How to Use Corpora to Edit Technical Articles Effectively and Accurately

Corpora are quickly becoming mainstream in the field of linguistics. But can they help us become better technical editors as well?

A corpus is a large collection of written texts that often contains multiple genres of writing or transcribed speech. Corpus analysis tools allow you to see words in context and find connections between similar words. Corpora contain writing from various topics and fields. Likewise, technical editors handle a number of topics and fields. So can we use corpora to enhance our ability as technical editors?

THE RESEARCH

In his article “Using Corpus-Based Instruction to Explore Writing Variation across the Disciplines: A Case History in a Graduate-Level Technical Editing Course,” published in Across the Disciplines, Ryan K. Boettger (2016) from the University of North Texas reports on the results of teaching about corpus-based approaches in a graduate-level technical editing class of 14 students. Throughout the class, the editing students worked with ESL STEM graduate students to help them with their writing. Many of the editing students used corpus-based approaches in the process. Several students compiled and analyzed (with AntConc) their own corpora containing academic writing in the discipline of their clients, analyzed (with AntConc) a corpus of student writing and a corpus of student editing that Boettger had compiled, or used the online Corpus of Contemporary American English (COCA, which has built-in analysis tools).

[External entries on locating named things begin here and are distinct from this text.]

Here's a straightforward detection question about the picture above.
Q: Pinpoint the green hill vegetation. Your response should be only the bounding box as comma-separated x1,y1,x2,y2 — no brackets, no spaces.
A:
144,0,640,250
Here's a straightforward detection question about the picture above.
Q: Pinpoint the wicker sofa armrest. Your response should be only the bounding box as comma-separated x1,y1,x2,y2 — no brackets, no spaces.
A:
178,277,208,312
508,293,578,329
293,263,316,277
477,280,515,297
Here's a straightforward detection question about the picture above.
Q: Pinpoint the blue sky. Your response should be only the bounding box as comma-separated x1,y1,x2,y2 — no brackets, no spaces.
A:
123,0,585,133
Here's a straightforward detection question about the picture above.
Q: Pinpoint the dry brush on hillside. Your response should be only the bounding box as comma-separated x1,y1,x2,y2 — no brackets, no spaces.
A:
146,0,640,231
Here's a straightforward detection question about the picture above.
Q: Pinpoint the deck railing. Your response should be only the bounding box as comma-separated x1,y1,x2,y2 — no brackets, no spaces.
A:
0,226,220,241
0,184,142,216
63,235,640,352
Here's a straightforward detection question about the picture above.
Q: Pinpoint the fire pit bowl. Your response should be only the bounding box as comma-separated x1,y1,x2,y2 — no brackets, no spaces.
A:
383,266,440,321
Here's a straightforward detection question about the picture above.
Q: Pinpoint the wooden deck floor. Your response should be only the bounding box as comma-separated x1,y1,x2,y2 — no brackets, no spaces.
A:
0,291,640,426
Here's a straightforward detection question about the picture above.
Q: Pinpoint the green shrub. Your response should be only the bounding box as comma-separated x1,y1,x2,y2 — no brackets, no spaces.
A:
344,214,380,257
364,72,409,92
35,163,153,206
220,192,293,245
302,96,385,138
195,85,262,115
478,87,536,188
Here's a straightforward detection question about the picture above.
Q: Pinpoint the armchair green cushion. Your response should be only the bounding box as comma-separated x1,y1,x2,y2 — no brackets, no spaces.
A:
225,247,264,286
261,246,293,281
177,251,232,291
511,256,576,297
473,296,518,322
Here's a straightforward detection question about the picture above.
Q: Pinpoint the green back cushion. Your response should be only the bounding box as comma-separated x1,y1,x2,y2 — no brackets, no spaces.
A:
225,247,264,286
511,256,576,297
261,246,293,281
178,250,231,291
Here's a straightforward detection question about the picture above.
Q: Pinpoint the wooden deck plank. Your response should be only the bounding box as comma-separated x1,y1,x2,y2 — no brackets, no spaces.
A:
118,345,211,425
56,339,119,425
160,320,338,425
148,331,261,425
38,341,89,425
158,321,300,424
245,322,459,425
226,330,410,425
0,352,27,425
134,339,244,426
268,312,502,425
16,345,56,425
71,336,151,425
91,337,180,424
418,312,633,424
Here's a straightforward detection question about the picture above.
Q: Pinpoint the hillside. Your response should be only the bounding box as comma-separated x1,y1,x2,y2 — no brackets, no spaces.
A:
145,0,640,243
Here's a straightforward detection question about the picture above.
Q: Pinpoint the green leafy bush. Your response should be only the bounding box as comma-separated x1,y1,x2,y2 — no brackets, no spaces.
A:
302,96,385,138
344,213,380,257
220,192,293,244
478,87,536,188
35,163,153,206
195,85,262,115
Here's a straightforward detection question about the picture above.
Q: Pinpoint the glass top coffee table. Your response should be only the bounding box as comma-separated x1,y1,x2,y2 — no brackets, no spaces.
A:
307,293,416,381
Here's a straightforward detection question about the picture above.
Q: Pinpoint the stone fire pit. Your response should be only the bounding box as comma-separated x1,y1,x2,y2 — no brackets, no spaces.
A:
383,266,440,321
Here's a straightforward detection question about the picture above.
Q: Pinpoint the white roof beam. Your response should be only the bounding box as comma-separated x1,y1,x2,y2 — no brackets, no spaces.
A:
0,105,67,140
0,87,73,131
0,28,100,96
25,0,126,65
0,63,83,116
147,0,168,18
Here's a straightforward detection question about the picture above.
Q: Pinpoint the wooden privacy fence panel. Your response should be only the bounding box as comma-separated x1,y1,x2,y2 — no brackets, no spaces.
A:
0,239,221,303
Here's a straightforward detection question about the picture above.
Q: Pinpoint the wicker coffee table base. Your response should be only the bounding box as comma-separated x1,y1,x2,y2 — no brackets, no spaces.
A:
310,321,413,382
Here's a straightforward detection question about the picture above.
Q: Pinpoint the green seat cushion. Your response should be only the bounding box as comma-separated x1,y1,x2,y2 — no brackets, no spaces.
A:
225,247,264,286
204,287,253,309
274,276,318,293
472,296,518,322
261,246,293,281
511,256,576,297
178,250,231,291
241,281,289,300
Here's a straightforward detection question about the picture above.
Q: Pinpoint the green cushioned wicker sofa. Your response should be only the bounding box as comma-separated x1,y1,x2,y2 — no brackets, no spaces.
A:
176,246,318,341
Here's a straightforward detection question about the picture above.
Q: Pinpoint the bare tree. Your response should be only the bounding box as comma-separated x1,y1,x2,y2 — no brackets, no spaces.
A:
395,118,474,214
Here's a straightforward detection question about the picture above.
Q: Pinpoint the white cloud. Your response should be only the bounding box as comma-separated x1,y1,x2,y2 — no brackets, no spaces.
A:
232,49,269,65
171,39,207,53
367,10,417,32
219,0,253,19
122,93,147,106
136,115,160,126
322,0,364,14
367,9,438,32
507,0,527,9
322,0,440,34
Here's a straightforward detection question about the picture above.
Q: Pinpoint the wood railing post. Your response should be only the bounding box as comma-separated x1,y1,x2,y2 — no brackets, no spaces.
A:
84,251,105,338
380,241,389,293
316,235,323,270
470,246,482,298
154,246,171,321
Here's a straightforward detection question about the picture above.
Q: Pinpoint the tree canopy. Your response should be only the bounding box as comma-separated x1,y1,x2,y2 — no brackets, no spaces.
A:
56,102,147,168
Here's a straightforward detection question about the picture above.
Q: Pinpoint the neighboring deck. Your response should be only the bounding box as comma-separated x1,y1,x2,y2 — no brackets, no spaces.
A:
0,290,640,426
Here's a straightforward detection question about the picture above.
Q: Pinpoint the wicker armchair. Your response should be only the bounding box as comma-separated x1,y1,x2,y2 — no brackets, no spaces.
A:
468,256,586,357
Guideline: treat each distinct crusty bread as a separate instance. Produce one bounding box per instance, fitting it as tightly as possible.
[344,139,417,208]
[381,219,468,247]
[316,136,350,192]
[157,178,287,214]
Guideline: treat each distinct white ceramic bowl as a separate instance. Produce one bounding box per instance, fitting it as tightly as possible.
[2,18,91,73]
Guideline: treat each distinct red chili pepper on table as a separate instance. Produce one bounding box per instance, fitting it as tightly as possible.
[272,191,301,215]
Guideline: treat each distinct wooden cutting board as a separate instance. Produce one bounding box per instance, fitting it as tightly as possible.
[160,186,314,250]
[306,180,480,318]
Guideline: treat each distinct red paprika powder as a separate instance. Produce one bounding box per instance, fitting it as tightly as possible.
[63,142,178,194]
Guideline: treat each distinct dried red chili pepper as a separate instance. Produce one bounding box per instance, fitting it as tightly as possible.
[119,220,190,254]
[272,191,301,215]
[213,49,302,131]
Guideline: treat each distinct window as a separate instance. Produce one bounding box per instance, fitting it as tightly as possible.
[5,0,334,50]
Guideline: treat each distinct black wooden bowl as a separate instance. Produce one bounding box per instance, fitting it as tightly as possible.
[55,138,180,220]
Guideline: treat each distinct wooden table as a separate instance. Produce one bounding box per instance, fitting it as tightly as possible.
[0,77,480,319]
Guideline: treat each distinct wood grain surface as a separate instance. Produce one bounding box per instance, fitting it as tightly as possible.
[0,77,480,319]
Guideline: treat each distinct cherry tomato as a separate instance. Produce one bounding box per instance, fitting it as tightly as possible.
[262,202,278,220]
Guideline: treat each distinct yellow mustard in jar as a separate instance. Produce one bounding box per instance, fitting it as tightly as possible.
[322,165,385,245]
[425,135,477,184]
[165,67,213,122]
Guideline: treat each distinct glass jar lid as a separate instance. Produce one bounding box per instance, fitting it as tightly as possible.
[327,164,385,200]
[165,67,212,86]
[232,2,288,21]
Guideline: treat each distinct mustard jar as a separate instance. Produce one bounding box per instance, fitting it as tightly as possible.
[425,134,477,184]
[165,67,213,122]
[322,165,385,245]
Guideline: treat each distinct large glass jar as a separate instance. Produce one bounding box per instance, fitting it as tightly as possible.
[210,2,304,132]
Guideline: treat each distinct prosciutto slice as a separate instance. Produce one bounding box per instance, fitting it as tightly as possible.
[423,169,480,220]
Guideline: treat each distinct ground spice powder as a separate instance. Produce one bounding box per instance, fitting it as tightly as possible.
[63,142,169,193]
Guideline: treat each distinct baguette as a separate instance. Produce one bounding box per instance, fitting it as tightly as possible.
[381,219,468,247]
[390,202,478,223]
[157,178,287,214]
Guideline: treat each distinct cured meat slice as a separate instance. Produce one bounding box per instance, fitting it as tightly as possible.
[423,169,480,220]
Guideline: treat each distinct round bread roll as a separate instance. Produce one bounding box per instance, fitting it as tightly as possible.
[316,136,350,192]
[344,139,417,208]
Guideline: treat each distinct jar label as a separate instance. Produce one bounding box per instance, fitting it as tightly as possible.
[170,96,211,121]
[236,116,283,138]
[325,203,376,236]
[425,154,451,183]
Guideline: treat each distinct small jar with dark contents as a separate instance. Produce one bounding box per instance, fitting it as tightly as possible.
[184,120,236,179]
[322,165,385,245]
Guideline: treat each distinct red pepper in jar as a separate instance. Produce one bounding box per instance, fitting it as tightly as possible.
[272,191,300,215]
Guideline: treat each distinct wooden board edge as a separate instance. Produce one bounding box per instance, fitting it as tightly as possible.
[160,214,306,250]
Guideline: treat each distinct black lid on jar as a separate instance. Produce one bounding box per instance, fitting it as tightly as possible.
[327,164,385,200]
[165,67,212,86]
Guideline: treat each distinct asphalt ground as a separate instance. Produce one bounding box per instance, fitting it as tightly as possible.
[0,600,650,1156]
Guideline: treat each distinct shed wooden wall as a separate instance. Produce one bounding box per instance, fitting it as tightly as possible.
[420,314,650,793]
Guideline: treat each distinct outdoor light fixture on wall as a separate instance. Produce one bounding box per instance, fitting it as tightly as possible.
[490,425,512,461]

[Student editors] typically enjoyed engaging with corpora and found these experiences valuable in working with [ESL] clients from various academic backgrounds and validating their editorial decisions.
—Ryan K. Boettger (2016)

After the semester, Boettger invited the students in his class to respond to a survey so he could assess their opinions on corpus-based learning, and every student in the class participated. The survey asked students to answer several questions on a Likert scale of 1 to 7 (strongly disagree = 1, disagree = 2, somewhat disagree = 3, neither agree nor disagree = 4, somewhat agree = 5, agree = 6, strongly agree = 7). Students reported with a mean (x̅) of 5.64 and a standard deviation (s) of 1.39 that they understood language systems better because of their corpus learning. Students mostly agreed that they would use corpus-based approaches for future technical editing (x̅ = 5.57; s = 1.28) and communications projects (x̅ = 5.79; s = 1.53). Students also mostly agreed that they would use the results from corpus-based inquiries to justify editorial suggestions to a primary decision-maker (x̅ = 5.86; s = 0.86), to justify how communicators from different disciplines write (x̅ = 6.14; s = 0.86), and to propose changes to writing practices in their places of work (x̅ = 5.79; s = 0.86). These responses show the immense value that students saw in using corpora in technical editing and writing.

THE IMPLICATIONS

The results indicate that corpus-based approaches can greatly assist professionals in technical editing and communications projects. As technical editors, we can compile and analyze a corpus with the writing of multiple authors in our client’s discipline to justify and explain our edits. We also can teach our clients how to compile and analyze a corpus with articles in their discipline (see “How to Compile and Analyze Your Own Corpus” below). As they write papers in the future, they will have a reference to improve their writing. Corpus knowledge could be especially helpful for ESL clients. Technical editors who work for publishing companies can use corpora to improve the writing process at their places of work, and freelance technical editors can use corpora to improve their own editing (see “How to Use a Corpus: Tools and Terminology for Analyzing COCA” below to learn how to analyze online corpora and to learn the key terminology for analyzing corpora in general).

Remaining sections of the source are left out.